Hi Lawrence, thanks, I will go through my code and replace all constants by PyOP2 Constants. How can I check that this worked? Can I set PYOP2_DUMP_GENCODE=1, PYOP2_DUMP_GENCODE_PATH=./build, run with two different resolutions and then check if the second run generated any new files? Thanks, Eike On 02/02/15 11:57, Lawrence Mitchell wrote:
Hi Eike,
On 2 Feb 2015, at 09:09, Eike Mueller <E.Mueller@bath.ac.uk> wrote:
Hi Lawrence,
Below are the first weak scaling results from runs at lowest order on up to 96 cores on ARCHER. On 384 cores the code crashes with a PETSc error (segfault). This crash is already in the matrix-free solver (which, of course, uses a PETSc KSP).

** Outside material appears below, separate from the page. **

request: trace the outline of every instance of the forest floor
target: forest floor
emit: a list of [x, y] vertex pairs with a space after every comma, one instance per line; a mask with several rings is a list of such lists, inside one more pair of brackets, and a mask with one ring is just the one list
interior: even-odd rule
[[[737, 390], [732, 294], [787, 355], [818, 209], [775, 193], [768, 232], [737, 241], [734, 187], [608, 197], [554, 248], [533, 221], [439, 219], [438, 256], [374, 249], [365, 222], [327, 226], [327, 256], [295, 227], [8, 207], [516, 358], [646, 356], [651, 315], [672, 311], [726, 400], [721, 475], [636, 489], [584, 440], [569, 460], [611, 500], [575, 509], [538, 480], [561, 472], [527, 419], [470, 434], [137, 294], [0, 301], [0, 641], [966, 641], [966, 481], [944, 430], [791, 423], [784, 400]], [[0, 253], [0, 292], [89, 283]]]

Could this be an issue with the python module for launching the compilation/loading the kernels in PyOP2? However, on Friday I ran with PYOP2_NO_FORK_AVAILABLE=1, which I thought would fix this? If I run with PYOP2_NO_FORK_AVAILABLE=0, then it crashes with a different error because it can't compile a kernel.
This morning just repeated exactly the same 384 core run (PYOP2_NO_FORK_AVAILABLE=1 as before) and now it goes through without problems (i.e. it does both the matrix-free and the PETSc solve).
I observe something similar with the 1536 run: The first run crashed, in the subsequent runs the matrix-free solver completes but it crashes later in the run where it gets to the PETSc solve.
I then set PYOP2_DEBUG=1 in the 1536 core run, and again it fails because it can't compile code. The resulting .err file is empty. I then ran the compilation command in the .log file manually. It goes through, but with a warning, which I attach together with the output of the run.
My experience of runs on ARCHER is that our JIT-compilation can occasionally fail, especially on "lots" of cores. PYOP2_NO_FORK_AVAILABLE=1 helps a bit, but isn't perfect. TBH, I don't really have any ideas as to why this might be the case: as you observe, sometimes things work a little better.
If you can set up the problem such that a "small" run populates the code caches fully (so that when running large jobs you don't need to compile any modules) that seems to work best. This mostly involves replacing literal constants in forms/expressions with Constant(value). That way the same code is generated irrespective of the value (and you therefore don't need to recompile).
Lawrence